For dessert, we had a Hot Caramelized Pear (Rs.500), the fruit braised with spices and sugar and caramelized with toffee sauce perched on chocolate soil. Just the right hint of sweet in an elegant dessert. We also tried the Baked Gulab Jamun Crème Brûlée (Rs.500), thinly sliced gulab jamuns laid flat in a ramekin and topped with crème brûlée and baked. A fusion of Indian and Western, it was presented beautifully with edible flowers. The interesting juxtaposition of the sweet gulab jamuns with the mild and velvety creme was a full-on treat. The Dark Milk Chocolate Mousse (Rs.500) was made with 55% dark chocolate and was rich and stunning, topped with caramelized hazelnuts. We were so busy shooting the stunning dish for Instagram that we didn’t realize the restaurant had not billed us for the dessert till after we had left.

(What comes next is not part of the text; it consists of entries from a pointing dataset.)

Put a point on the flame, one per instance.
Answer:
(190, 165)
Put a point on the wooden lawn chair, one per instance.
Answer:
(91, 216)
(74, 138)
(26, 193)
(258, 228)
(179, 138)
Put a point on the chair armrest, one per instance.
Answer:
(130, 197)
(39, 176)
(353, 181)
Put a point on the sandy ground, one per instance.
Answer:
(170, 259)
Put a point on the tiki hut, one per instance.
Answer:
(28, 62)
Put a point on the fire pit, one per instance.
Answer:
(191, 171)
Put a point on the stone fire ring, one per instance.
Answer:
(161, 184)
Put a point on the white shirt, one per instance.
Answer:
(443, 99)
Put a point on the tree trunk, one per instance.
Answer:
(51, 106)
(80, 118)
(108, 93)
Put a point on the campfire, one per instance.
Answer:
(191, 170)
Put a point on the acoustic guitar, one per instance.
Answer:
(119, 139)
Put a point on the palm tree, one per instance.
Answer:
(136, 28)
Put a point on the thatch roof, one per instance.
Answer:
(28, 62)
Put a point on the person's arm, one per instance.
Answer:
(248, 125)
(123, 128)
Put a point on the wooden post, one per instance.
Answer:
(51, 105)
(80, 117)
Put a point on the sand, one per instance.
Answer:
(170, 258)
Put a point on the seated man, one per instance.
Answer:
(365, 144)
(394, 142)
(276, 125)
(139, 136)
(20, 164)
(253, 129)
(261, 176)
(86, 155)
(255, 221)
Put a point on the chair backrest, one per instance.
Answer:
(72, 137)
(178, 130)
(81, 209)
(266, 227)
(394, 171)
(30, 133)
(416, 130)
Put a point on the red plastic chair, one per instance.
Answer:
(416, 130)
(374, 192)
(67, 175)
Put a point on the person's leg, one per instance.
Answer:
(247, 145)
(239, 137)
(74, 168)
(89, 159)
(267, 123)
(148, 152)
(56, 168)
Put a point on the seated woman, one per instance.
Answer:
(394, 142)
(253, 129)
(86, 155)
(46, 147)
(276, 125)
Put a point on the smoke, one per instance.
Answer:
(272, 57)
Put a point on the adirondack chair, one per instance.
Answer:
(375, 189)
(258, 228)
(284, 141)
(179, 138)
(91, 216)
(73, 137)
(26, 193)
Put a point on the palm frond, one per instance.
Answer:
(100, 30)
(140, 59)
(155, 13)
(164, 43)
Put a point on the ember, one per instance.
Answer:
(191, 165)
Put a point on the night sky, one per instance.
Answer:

The De-constructed Mulligatawny Soup (Rs.600), while beautifully presented with coconut cream gel, wild black puffed rice and curry oil powder, was flat on taste. I would have preferred a shot of lemon or spice to perk it up. The Quinoa Broccoli Cakes (Rs.700) were like unimaginative aloo tikkis: broccoli mashed with potatoes, Cheddar, Parmesan and Brie and coated with crispy quinoa. Again, lacking in punch.
It’s a bit of a ghost town, given the location and the fact that not too many people know about it.
A meal for three (two appetizers, three mains, two non-alcoholic drinks, two espressos) cost us Rs.7,129. Dessert was on the house.
Pluck at The Pullman Hotel, Asset 2, Hospitality District, Aerocity, IGI Airport (011-46080808). Open from 6.30-10.30am (breakfast), noon-3pm (lunch) and 7-11.30pm (dinner).